Si è già riferito singolarmente di alcune tra le più comuni mente spontanee e coltivate, molto apprezzate per il gradevole aroma delle foglie e utili anche come erbe medicinali. Egualmente interessanti sono altre specie spontanee, come per esempio la Mentha suaveolens, molto profumata anche se l’aroma delle foglie non è così gradevole come quello delle migliori mente gentili.
La specie descritta e illustrata é la Mentha longifolia (sin. M. silvestris), conosciuta come mentone o mentastro. Cresce diffusamente in pianura, di preferenza lungo i fossi o in terreni molto umidi, oppure in collina e in montagna, anche in posti asciutti. Ha le foglie molto lunghe e appuntite, per lo più pallide o anche biancastre per la fitta peluria che le ricopre in abbondanza.
Altre specie selvatiche interessanti sono la M. crispa e la M. rotundifolia a foglie molto rugose e arrotondate. La M. arvensis si distingue dalle altre mente selvatiche per i cespi prostrati e per i fiori riuniti in numerosi verticilli ascellari. Dall’incrocio tra questa specie e la M. aquatica é derivata la M. verticillata. I mentastri, cioè le mente selvatiche, hanno le stesse proprietà della Mentha aquatica e della Mentha piperita. Si usano soprattutto per scopi terapeutici.

QUANDO SI RACCOGLIE
Le foglie si colgono nella buona stagione; le sommità fiorite o l’erba intera nel momento della fioritura.

FOTO MENTA

I CONSIGLI DELL’ERBORISTA

COME SI PREPARA PER LA CONSERVAZIONE
Si essiccano le foglie in luogo ventilato, per poi conservarle in sacchi di carta o vasi di vetro.

UN INFUSO CALMANTE:
versare un cucchiaino di foglie in una tazzina da caffè di acqua calda e coprire. Filtrare e bere con miele.

UN BAGNO AROMATICO:
versare in due litri di acqua calda 50 g di foglie di menta e 30 g di foglie di rosmarino. Far bollire per 10 minuti. Filtrare e versare nell’acqua della vasca.

CONTRO L’INFIAMMAZIONE GENGIVALE:
in mezzo litro di acqua calda versare 3 cucchiai di foglie e far bollire per 3 minuti. Filtrare e fare ripetuti sciacqui durante la giornata, finché il fastidioso disturbo non sarà stato debellato del tutto.

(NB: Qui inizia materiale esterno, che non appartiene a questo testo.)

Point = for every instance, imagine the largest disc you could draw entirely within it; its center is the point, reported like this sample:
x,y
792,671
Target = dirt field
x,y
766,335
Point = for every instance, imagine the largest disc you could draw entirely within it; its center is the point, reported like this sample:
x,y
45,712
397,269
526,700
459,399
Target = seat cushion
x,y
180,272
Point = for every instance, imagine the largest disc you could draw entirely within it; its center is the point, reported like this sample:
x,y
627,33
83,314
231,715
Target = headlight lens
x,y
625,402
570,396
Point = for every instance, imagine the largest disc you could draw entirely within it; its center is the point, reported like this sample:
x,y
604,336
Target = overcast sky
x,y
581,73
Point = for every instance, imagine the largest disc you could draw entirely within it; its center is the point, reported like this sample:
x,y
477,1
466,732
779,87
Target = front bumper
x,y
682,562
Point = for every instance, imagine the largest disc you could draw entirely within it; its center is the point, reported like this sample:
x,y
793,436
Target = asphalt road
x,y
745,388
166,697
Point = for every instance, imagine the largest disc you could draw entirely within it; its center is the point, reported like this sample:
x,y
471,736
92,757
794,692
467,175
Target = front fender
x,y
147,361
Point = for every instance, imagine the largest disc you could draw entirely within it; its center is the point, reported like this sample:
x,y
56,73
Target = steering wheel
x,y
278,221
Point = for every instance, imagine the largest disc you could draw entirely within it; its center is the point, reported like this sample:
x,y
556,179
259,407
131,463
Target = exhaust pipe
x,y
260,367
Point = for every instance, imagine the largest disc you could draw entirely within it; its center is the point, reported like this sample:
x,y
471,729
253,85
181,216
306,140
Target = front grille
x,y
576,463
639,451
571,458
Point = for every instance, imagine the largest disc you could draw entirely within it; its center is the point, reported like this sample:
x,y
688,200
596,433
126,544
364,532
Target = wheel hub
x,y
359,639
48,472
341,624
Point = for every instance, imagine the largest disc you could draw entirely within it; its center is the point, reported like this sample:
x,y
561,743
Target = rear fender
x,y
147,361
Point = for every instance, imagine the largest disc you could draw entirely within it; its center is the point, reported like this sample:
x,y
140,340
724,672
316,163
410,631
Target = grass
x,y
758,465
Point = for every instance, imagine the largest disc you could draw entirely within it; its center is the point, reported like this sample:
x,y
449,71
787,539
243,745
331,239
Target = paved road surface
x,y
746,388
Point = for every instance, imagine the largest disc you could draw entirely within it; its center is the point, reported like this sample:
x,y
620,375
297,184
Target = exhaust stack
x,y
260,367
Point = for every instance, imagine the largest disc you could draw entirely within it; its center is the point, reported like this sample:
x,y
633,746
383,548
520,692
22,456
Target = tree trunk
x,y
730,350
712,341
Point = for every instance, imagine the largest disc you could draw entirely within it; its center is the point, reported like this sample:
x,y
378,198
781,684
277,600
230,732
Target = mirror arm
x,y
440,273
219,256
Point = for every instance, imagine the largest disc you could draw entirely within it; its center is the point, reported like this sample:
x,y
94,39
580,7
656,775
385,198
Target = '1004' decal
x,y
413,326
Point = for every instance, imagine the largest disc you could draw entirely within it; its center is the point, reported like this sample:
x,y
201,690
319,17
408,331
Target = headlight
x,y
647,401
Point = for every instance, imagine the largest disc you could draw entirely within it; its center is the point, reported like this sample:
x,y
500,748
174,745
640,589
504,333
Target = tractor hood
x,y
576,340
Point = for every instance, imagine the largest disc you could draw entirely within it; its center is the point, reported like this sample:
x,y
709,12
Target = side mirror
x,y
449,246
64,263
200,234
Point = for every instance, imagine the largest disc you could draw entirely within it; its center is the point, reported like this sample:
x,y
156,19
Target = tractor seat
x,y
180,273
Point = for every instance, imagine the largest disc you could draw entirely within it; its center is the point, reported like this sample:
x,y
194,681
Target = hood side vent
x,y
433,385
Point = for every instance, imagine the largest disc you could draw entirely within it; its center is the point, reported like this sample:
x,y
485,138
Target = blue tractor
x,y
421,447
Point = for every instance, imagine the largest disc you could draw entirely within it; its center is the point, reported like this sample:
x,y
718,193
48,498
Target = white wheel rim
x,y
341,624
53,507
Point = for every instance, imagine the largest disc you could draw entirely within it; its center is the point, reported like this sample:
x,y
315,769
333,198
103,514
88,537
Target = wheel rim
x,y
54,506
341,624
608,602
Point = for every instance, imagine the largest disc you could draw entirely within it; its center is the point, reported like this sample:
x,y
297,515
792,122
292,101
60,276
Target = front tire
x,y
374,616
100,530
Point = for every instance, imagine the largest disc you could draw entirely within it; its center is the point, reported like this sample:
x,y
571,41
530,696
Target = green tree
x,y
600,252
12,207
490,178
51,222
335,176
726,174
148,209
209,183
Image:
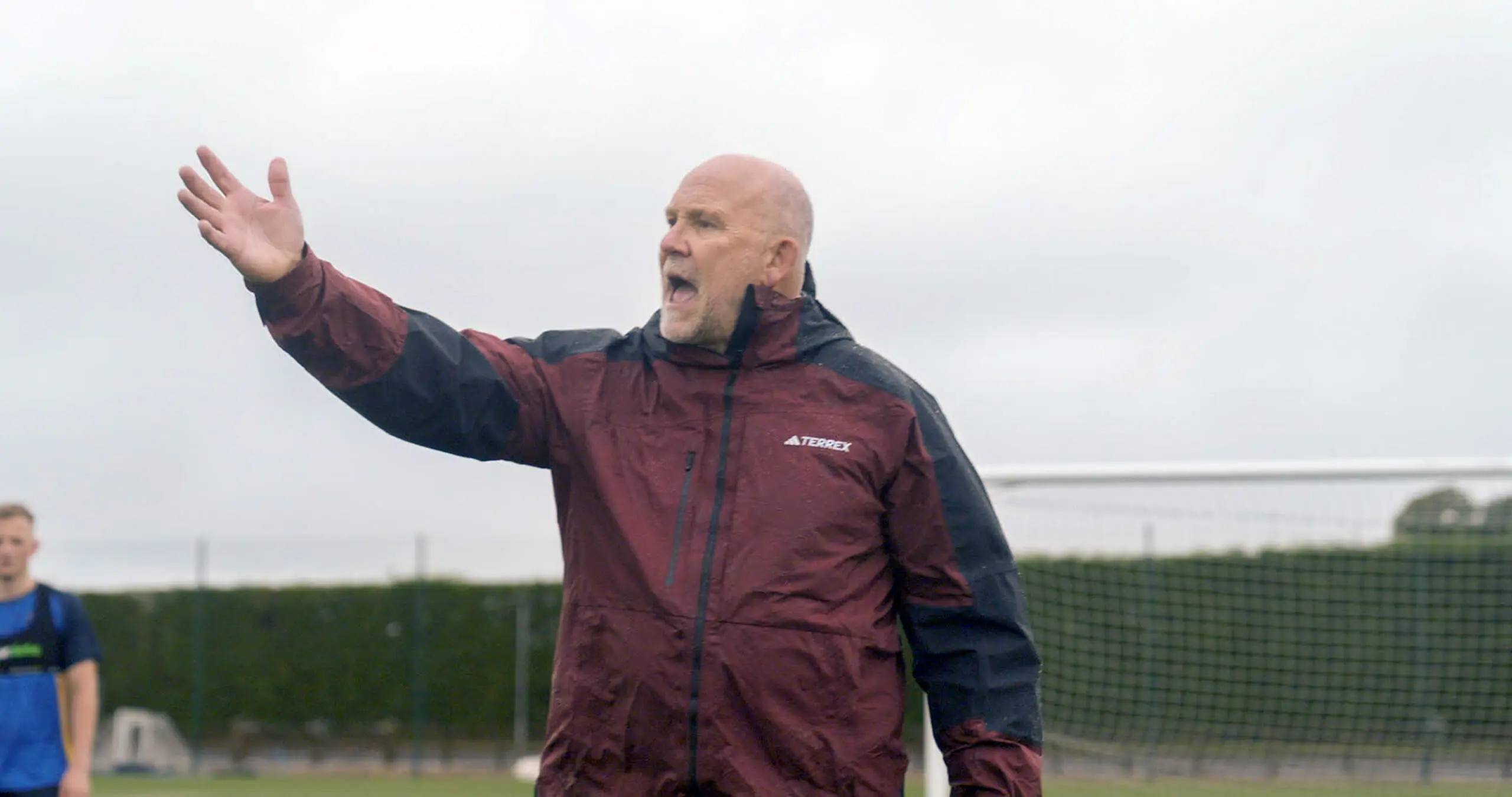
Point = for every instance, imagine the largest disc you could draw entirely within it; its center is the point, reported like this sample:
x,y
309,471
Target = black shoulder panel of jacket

UN LATTE PER LA PULIZIA DEL VISO:
in un quarto di litro di latte caldo versare 2 cucchiai di foglie e far bollire lentamente per 5 minuti. Filtrare e usare mattina e sera per pulire a fondo la pelle. Si consiglia di conservare in frigorifero.

PER TOGLIERE LA STANCHEZZA Al PIEDI:
versare in un litro di acqua calda 20 g di foglie di menta e far bollire per 5 minuti. Filtrare e fare un pediluvio alla sera poco prima di andare a letto.

UNA MASCHERA PER PELLI CON ACNE:
tritare finemente alcune foglie di menta (circa 30 g), ricoprirle d’acqua e farle cuocere, sino a che avranno assorbito quasi interamente l’acqua. Unire 2 cucchiai di yogurt e uno di miele. Stendere su una garza e applicare sul viso, togliendo dopo 20 minuti.

FOTO MENTA 2

COME SI RICONOSCE

La menta selvatica è una pianta erbacea perenne, molto rustica e vigorosa, a cespi assai folti, con stoloni striscianti, superficiali o sotterranei. Gli steli, alti fino a 80 cm, hanno foglie tipicamente lanceolate, lunghe fino 10 cm, sessili o a picciolo molto corto, appuntite all’apice, dentate ai margini e per lo più biancastre.